Advocates say there are hundreds of teens who have either run away or been kicked out of the polygamous sect for a host of “sins,” such as watching movies, kissing someone or wearing shirtsleeves too short. Some left on their own, rather than live by the church’s strict codes of conduct.
Advocates say some have wound up living on the streets or crashing with friends and relatives in cramped apartments, while others have gotten in trouble with the law or wound up on drugs. Fowlke co-sponsored legislation last year allowing teens to seek emancipation from the courts in relation to the problem.
The Utah Attorney General’s Office hopes HB23 is an incentive for parents to care for their children, and a tool to go after organizations pressuring them to get rid of their children.
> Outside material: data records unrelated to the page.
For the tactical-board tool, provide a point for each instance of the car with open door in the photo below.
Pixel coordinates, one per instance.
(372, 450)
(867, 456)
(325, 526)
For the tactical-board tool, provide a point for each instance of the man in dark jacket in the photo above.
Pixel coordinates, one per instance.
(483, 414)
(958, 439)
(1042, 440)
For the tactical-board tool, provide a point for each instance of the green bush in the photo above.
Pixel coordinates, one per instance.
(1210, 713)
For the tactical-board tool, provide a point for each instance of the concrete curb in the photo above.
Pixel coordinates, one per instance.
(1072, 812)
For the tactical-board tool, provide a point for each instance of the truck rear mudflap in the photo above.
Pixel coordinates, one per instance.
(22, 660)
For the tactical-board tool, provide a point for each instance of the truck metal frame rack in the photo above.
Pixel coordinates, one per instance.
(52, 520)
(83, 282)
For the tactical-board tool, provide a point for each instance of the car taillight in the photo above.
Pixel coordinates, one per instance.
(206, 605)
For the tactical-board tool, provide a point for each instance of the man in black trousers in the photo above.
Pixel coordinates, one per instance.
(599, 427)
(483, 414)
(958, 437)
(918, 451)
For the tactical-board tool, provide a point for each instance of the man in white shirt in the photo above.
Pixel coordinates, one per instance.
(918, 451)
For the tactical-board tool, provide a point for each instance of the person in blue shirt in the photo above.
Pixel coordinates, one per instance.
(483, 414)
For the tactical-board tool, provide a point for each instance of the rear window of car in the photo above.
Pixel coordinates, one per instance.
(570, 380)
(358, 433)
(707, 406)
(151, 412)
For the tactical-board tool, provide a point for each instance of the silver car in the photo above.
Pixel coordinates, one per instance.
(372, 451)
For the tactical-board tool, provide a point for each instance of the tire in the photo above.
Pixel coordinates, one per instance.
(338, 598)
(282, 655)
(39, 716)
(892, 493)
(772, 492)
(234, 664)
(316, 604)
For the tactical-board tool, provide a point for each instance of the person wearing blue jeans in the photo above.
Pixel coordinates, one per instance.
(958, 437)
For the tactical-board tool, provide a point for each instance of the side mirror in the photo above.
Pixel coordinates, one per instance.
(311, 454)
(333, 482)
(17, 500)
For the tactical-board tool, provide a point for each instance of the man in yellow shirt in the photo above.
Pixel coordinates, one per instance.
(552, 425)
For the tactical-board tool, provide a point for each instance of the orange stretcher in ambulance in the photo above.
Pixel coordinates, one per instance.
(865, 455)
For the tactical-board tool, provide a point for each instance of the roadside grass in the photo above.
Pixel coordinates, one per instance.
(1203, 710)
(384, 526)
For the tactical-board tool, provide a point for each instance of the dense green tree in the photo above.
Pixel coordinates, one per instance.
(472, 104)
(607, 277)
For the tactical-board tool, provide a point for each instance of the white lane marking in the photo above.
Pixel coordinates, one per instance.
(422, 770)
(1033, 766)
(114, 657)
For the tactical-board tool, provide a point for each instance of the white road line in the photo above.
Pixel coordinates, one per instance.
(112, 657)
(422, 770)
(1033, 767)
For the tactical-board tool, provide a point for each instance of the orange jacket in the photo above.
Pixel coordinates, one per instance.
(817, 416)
“Dropping a 12- or 13-year-old boy in the desert is an awful thing and there should be consequences for it,” said Paul Murphy, the attorney general’s Safety Net coordinator, who tries to work with polygamous communities grappling with abuse and neglect in the closed societies.
Murphy said it remains to be seen how much impact the law would have. To date, no cases have been brought to the attorney general’s office for possible charges.
“Judging from the boys I’ve talked to, very few would be willing to testify against their parents,” he said. “They think their parents are victims.”